岸田まこちゃんママafter
公園で井戸端会議を開いてた主婦です。あいみちゃんの友達、まこちゃんのママですね!
岸田マナミは娘のまこの手を引いて、夕方の大きめのスーパーへと足を踏み入れた。
「まこ、離れないでね。ママ、色々買い物が」
「ガラガラに乗りたいっ」
指をさした先には幼児用のチェアがついた買い物カートである。
「だめよ。混んでるから危ないでしょ」
手を引いて、チラシに書かれていた目当てのものをかごに入れて行く。
「後は」
まこの手を引きながら商品を探していると、
「あっ、あいみちゃんだ」
マナミはどきりとして視線をそちらへ向けた。嬉しそうに手を振りながら若い女性と一緒に歩いてくるのは高坂あいみだ。
「まこちゃん」
二人は小走りによって、お互いの両手を合わせた。
「元気だった?」
あいみの嬉しそうな声にまこは目を瞬かせ、
「うん!」
と、若い女性がまこに話しかけ始めた。
「こんにちは。今、あいみと住んでるいつみ伯母さんです。よろしくお願いします」
「いつみ伯母さん?」
「うんっ、今ね、伯母さんに色々教えてもらってるの」
と、あいみがまこの後ろに立つマナミと目を合わせる。はっきり言って、どう接していいかわからない。先日のこともあり、非常に気まずい。
「こんにちは、まこちゃんのお母さん」
無邪気ににっこりと笑う。
「あ……こ、こんにちは。あいみちゃん」
すると、いつみが前に出た。
「初めまして。あいみがお世話になったことがあるようですね。私は高坂いつみと申します。あいみ共々、よろしくお願いいたします」
深々と頭を下げられ困惑してしまう。かなりしっかりした人のようだ。
「ママ? あいみちゃんの悪口はダメだよ」
「え」
振り返ったまこが眉を寄せていた。
「なかよくしましょうって幼稚園の先生が言ってたんだもん。ママははんせいしなきゃだめなんだよ」
「え、あ、まこ?」
「はい、あいみちゃんにちゃんと謝りましょう」
「あ、う……」
五歳の娘に言われ、マナミはあいみへ謝罪の言葉を向ける。
すると、いつみがクスクスと笑った。嫌な感じの笑いではない。
「娘さん、しっかりしていますね。お母様が普段からしっかりしているのでしょうか」
「え、いや」
「では私達はこれで」
あいみは手を振って、いつみと共に去って行った。
「ママ」
服の裾を引っ張られ、はっとする。
「お腹すいた。
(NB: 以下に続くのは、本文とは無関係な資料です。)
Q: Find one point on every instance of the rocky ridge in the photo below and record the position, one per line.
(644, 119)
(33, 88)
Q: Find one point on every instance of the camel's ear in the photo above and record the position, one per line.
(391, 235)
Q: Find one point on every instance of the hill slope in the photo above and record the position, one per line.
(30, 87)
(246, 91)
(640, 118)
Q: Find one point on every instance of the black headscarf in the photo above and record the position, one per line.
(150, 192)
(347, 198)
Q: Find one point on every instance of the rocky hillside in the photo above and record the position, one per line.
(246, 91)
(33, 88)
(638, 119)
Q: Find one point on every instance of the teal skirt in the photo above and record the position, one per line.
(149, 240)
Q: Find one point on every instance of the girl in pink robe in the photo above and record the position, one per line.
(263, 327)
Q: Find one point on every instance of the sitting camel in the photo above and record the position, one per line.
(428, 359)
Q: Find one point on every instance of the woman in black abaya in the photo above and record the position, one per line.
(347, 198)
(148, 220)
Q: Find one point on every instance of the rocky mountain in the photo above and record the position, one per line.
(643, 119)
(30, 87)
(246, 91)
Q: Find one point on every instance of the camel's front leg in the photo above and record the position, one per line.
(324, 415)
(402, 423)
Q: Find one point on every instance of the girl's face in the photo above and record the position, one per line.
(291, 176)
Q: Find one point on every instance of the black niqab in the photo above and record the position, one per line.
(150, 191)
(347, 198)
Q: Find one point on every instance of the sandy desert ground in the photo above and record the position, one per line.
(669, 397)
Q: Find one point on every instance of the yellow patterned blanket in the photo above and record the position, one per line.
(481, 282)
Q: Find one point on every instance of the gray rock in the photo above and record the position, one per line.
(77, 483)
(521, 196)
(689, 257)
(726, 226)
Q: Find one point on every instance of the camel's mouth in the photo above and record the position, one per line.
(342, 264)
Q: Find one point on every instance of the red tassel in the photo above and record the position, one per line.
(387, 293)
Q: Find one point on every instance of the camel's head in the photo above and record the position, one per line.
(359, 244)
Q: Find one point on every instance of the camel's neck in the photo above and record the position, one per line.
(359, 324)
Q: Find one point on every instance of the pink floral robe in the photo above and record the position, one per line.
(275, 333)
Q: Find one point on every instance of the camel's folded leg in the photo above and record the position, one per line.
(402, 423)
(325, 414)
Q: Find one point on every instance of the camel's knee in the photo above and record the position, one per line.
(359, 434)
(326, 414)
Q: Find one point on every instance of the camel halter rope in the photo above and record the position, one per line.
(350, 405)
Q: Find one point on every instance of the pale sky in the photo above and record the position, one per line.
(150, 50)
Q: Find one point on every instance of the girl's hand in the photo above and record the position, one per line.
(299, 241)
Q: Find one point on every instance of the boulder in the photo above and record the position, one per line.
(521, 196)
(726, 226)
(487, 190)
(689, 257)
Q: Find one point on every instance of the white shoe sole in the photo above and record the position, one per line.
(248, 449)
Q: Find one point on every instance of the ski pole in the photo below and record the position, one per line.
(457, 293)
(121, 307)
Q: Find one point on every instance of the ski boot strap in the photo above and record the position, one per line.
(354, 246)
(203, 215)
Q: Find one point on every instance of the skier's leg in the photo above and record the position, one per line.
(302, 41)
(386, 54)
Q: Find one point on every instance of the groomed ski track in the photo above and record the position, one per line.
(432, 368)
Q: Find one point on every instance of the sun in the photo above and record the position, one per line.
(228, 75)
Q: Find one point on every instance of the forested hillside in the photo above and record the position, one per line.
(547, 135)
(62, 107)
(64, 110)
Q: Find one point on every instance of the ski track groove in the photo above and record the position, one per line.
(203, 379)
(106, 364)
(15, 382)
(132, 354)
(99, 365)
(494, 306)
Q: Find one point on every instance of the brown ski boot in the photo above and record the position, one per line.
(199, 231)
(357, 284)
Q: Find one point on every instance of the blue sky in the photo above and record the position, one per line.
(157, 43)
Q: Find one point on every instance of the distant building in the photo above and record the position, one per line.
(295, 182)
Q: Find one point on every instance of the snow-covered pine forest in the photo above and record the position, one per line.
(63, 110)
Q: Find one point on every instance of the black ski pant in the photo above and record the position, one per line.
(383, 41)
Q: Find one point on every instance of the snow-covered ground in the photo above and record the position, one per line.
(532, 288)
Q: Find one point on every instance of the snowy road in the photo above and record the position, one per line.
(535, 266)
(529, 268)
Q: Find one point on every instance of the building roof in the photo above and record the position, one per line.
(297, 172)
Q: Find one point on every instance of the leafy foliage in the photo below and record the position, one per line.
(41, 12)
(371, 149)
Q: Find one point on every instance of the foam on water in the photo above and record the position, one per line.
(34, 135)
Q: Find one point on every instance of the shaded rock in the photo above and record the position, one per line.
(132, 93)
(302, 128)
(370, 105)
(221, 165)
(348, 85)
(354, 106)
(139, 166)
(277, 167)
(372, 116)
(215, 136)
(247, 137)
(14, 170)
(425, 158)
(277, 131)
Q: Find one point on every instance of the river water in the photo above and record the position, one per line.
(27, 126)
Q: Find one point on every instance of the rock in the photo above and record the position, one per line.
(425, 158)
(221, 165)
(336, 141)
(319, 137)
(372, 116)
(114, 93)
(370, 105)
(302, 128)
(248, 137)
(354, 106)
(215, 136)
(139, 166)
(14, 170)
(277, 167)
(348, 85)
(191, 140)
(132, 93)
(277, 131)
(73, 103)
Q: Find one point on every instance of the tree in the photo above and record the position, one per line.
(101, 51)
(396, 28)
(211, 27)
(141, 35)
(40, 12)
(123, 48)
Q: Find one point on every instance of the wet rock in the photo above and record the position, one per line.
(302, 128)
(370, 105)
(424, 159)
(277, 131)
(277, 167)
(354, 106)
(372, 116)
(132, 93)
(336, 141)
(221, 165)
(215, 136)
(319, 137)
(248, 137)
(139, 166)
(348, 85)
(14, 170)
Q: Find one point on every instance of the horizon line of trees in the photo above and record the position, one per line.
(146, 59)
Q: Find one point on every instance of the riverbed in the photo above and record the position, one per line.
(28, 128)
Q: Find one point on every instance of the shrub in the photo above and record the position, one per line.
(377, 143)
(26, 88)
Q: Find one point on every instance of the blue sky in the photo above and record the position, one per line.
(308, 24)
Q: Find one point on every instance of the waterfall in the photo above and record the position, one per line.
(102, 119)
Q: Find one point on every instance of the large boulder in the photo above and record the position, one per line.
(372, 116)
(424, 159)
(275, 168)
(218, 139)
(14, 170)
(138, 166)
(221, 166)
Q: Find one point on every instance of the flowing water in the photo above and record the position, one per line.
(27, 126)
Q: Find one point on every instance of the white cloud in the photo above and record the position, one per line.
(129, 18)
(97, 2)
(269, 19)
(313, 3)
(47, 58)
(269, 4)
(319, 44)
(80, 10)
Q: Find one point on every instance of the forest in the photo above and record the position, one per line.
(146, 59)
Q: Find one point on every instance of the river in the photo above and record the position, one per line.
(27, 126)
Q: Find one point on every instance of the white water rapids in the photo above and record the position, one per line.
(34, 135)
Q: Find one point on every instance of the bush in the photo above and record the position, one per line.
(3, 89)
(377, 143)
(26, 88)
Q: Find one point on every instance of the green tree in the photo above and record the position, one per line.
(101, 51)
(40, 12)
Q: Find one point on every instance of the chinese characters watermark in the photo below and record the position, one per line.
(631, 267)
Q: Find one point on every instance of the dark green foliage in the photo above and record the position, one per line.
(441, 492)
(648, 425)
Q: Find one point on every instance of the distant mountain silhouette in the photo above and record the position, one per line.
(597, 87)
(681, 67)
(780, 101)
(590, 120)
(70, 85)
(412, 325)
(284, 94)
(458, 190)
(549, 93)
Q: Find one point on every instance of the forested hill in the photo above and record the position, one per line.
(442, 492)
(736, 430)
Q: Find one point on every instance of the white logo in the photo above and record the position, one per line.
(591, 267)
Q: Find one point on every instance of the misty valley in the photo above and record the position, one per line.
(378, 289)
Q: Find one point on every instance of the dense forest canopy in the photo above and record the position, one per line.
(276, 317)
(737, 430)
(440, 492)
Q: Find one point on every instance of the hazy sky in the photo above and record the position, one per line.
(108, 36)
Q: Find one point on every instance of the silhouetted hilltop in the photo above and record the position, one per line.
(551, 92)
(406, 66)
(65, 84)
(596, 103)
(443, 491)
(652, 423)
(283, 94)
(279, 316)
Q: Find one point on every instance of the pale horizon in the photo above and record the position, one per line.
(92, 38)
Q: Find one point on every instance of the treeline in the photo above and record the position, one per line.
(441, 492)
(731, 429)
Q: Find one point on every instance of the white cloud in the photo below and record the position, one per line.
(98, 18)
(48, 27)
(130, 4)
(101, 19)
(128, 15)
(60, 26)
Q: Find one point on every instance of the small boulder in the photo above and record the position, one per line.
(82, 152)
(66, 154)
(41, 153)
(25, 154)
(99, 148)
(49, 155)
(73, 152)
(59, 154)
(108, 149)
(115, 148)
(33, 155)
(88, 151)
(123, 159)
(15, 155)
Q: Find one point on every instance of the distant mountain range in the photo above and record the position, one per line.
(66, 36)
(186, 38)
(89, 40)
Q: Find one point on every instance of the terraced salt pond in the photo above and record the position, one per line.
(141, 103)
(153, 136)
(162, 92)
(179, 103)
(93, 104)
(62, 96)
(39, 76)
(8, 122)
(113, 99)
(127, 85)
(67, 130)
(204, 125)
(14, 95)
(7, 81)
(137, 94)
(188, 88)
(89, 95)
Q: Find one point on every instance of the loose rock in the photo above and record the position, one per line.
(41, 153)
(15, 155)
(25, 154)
早く帰ろ」
「……」
マナミはふっと笑顔になった。
「そうね。早くご飯作らないと」
まこは一体どこで妙なことを覚えてきたのだろう? それについては気になったが、少しだけ気持ちが晴れたようだ。
数日前。
とあるスーパーにて。
父親と来ていたまこは迷子になってしまっていた。そこまで広くないのに父の姿が見つからない。
キョロキョロしていると、店員に声をかけられた。
「どうしたの? はぐれちゃった?」
その心配そうな顔に見覚えがある。
「あいみちゃんのお兄ちゃん?」
「……まこちゃん、だっけ?」
奏介だった。彼はまこの前で膝を折って目線が合う。
「こんにちは。元気してたかな?」
「……お兄ちゃん、ママに……」
「うん? 叩かれちゃったこと? もう大丈夫だよ。でも、ママのことはちゃんとまこちゃんが怒らないとね。悪いことはダメだよって言ってあげてね」
「う、うん」
「俺がそう言ったことは内緒だよ。また叩かれちゃったら困るから。秘密。いいかな?」
「あ、じゃあ指切りげんまんね」
「そうだね。俺とまこちゃんの約束」
少し前のことを回想しつつ、棚の陰からあいみ達のやり取りを見守っていた奏介はマナミの態度にほっと胸を撫で下ろした。どうやら奏介の言葉はちゃんと彼女に変化をもたらしたようだ。
その後、いつみの車であいみ達と合流する。
「そうすけ君凄い! そうすけ君の言った通り、ほんとにまこちゃんに会えたんだよ」
「よかったね」
チャイルドシートの横に座り、興奮気味のあいみの話を聞く。
「五歳の娘に叱られる母親の図は初めて見ました。奏介さんを叩いたと聞いていましたが、普通の方ですね」
「そう見えるなら、反抗した甲斐がありましたよ」
偶然まこと再会したので、彼女の母が先日のことをちゃんと反省しているか確かめに来たのだが、杞憂だったようだ。
定期的にまこに叱ってもらおう。奏介はそう考えつつ、一人頷いた。